La culture pour tous, est-ce une utopie ?

Voici le texte d'introduction du débat du 12 janvier 2008, qui n'était pas disponible avant la réunion.

Quelle que soit la définition que l’on donne de la culture, large ou plus restrictive, demeure toujours l’idée, au coeur de la définition, que la culture fonde une identité et une appartenance au groupe.
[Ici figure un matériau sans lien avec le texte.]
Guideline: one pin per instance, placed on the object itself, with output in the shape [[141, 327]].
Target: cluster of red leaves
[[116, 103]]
La question de la démocratisation de la culture, c'est-à-dire de l’accès de tous à ce qui forge l’identité commune, est donc essentielle puisque l’enjeu est celui de l’intégration sociale des individus.
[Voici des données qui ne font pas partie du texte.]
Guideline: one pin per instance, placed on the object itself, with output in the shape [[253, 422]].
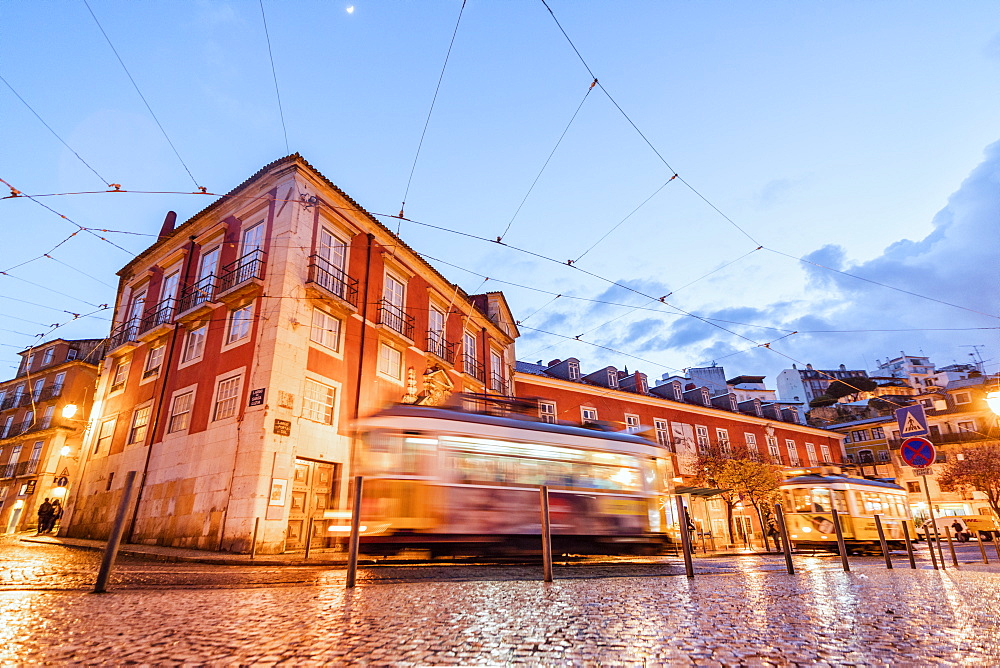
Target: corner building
[[246, 341]]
La démocratisation est inscrite dans les missions du ministère des Affaires Culturelles dès  sa création en 1959 par Malraux : « le ministère chargé des affaires culturelles a pour mission de rendre accessibles les œuvres capitales de l’humanité et d’abord de la France au plus grand nombre possible de Français, d’assurer la plus vaste audience à notre patrimoine culturel et de favoriser la création des œuvres d’art et de l’esprit qui l’enrichissent »
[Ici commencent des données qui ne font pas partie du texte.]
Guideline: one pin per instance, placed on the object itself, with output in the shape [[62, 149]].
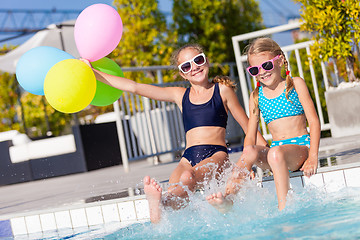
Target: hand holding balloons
[[105, 94]]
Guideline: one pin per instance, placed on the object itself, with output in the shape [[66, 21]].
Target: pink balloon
[[97, 31]]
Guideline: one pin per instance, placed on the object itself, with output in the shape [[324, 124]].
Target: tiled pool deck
[[90, 199]]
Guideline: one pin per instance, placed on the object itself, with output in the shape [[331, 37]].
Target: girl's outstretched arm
[[310, 165], [169, 94]]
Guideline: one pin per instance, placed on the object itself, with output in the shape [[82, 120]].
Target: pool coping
[[135, 209]]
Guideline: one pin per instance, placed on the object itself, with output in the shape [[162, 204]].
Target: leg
[[153, 191], [282, 159], [190, 177]]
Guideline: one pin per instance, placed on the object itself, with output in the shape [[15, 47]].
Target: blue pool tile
[[5, 229]]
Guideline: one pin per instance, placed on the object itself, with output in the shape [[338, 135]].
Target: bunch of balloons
[[69, 84]]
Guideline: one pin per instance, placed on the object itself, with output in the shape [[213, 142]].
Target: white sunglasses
[[199, 60]]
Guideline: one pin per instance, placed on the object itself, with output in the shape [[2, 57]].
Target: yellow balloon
[[70, 86]]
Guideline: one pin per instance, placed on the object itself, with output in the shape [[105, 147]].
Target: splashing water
[[309, 214]]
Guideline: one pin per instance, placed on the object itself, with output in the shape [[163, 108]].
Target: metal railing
[[247, 82]]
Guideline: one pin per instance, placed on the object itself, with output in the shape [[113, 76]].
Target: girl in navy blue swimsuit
[[205, 107]]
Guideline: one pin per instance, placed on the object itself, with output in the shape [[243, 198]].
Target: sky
[[274, 12]]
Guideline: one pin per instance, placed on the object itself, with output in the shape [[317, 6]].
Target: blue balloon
[[33, 66]]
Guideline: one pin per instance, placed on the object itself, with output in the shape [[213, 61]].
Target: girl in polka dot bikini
[[286, 107]]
 Quel bilan peut-on faire aujourd’hui de ce projet politique d’amener la culture à tous ?  La période incite  plutôt au pessimisme. Le sentiment existe, de plus en plus fortement, d’une fracture culturelle qui ne recoupe d’ailleurs pas complètement la fracture sociale, entre une élite qui a les clefs et la connaissance et une grande partie de la population qui est exclue de cette culture. On peut donc faire le constat d’une forme d’exclusion culturelle.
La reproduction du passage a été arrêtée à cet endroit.